Prosecutors say the plot did not end with the Capitol riots, claiming that Rhodes and other conspirators met in Virginia to “celebrate” the attack and “discuss next steps.” In conversation with other members of the Oath Keepers leadership, Rhodes said that “the Patriots entering their Capitol to send a message to traitors is nothing compared to what is coming.”

In the week following the riots, Rhodes allegedly spent more than $17,500 on weapons, equipment, and ammunition. According to the affidavits, one member said Rhodes should stay “under the radar,” while another brought what he called “all available weapons” to Rhodes’ Texas home.

Around inauguration day, January 20, Rhodes allegedly asked his aides to organize local militias to oppose the Biden administration. Another member allegedly said, “After this…if nothing happens…its war…Civil War 2.0.”

change in approach

The charges represent a fundamental change in the Justice Department’s January 6 investigation.

Previously, some Biden administration officials believed using the sedition charge could politicize the Justice Department’s prosecution of the Capitol attackers, the department backed down after the former attorney general on the investigation, Michael Sherwin, said on CBS’ “60 Minutes” that he Thought a seditious plot could be fraught.
Garland said in a speech last week commemorating the Capitol attack that the department “is committed to holding all perpetrators of January 6, at any level, accountable under the law — whether they were present on that day or were criminally responsible for the assault on our democracy.”

Rhodes was also the subject of a January 6 inquiry by the House of Representatives, which issued subpoenas in November for him and his organization to obtain testimony and documents relating to the events of that day.

In an interview with CNN’s Anderson Cooper Thursday night, Democratic Rep.
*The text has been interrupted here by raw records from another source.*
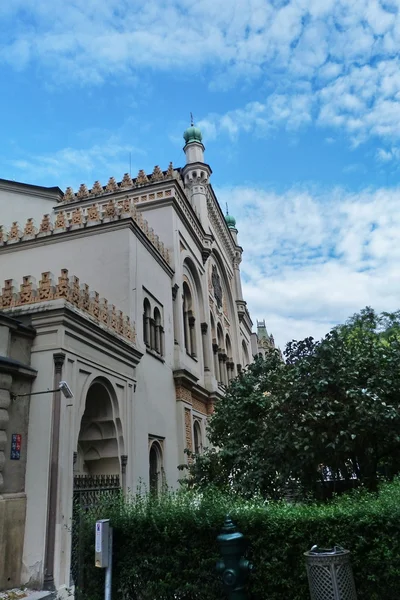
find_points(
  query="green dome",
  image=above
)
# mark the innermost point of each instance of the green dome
(230, 221)
(192, 134)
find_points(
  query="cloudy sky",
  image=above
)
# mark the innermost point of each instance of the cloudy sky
(299, 103)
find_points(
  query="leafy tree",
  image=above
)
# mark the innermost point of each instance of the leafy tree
(330, 411)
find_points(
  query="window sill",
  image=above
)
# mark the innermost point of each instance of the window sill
(155, 355)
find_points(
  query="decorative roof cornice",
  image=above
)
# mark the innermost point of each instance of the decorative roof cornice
(48, 193)
(77, 295)
(125, 185)
(81, 217)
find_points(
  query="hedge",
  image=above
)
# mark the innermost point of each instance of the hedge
(166, 548)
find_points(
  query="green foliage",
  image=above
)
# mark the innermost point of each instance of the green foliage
(166, 548)
(331, 407)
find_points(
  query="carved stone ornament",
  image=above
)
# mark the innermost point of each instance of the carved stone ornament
(46, 224)
(216, 283)
(93, 213)
(69, 195)
(83, 192)
(126, 181)
(170, 171)
(97, 188)
(61, 221)
(157, 174)
(142, 178)
(112, 185)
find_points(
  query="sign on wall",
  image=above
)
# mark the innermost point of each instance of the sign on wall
(16, 446)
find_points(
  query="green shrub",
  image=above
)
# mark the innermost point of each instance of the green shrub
(166, 548)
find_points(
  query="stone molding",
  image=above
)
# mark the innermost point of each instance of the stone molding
(5, 400)
(113, 186)
(80, 218)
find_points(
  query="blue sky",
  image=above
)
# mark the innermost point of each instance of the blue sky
(299, 103)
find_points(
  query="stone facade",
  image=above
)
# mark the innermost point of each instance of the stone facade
(148, 343)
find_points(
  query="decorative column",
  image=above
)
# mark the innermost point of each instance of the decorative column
(216, 362)
(175, 309)
(204, 328)
(158, 338)
(48, 583)
(225, 370)
(192, 335)
(152, 334)
(236, 272)
(124, 461)
(221, 366)
(5, 399)
(147, 331)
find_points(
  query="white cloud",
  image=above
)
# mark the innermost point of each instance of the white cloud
(110, 158)
(345, 52)
(312, 258)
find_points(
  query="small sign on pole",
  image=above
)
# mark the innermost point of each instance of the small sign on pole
(103, 553)
(16, 439)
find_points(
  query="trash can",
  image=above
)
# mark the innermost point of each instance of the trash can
(330, 575)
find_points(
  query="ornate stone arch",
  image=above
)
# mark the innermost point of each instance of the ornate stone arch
(192, 308)
(219, 275)
(156, 466)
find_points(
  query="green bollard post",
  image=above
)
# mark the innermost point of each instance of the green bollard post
(233, 567)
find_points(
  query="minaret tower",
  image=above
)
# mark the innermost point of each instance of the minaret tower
(196, 173)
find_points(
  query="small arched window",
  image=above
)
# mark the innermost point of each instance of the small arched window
(245, 354)
(230, 365)
(159, 333)
(189, 321)
(146, 322)
(155, 468)
(197, 437)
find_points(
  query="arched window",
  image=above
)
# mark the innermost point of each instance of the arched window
(197, 437)
(245, 354)
(214, 347)
(189, 322)
(230, 365)
(155, 468)
(221, 356)
(146, 322)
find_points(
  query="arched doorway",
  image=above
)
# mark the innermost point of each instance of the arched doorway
(98, 441)
(97, 468)
(155, 467)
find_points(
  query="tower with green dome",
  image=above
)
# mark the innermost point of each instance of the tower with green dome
(196, 172)
(230, 221)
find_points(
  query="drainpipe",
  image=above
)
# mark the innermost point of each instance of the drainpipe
(48, 583)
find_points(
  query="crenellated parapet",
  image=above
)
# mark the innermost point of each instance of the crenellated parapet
(82, 217)
(113, 186)
(72, 291)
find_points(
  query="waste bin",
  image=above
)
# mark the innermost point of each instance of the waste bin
(330, 575)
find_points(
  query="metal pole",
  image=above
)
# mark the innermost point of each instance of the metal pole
(48, 583)
(108, 579)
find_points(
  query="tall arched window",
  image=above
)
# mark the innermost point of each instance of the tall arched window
(189, 321)
(197, 437)
(215, 348)
(245, 354)
(159, 332)
(155, 468)
(230, 365)
(221, 355)
(146, 322)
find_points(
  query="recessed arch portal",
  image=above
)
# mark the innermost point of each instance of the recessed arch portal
(100, 439)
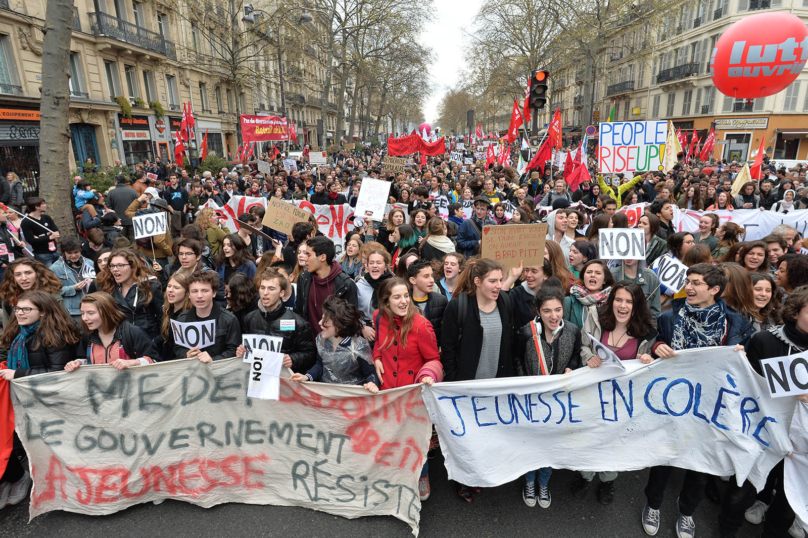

Jimmy Raskin of Maryland, who serves on the Jan. 6 committee, said he hoped the newly filed charges would “close those charges of our colleagues who keep saying, ‘Well, if the It is a conspiracy so how is there no conspiracy charges? If it was sedition, how were there no accusations of incitement? ”

He continued, “So, here we are. We have those who, no doubt, have a lot to do in the near future.”

CNN reported in July that Rhodes gave a voluntary interview with the FBI and that investigators confiscated his cell phone. He denied all wrongdoing.

According to previous court filings filed by the Department of Justice in other cases, Rhodes said in an online meeting in November 2020, “We will defend the president, the duly elected president, and call on him to do what needs to be done to save our country. Because if you guys aren’t, I will You are in a bloody, bloody, bloody civil war – you can call it a rebellion, or you can call it a war or a fight.”

This story has been updated with additional details.

CNN’s Marshall Cohen and Evan Perez contributed to this report.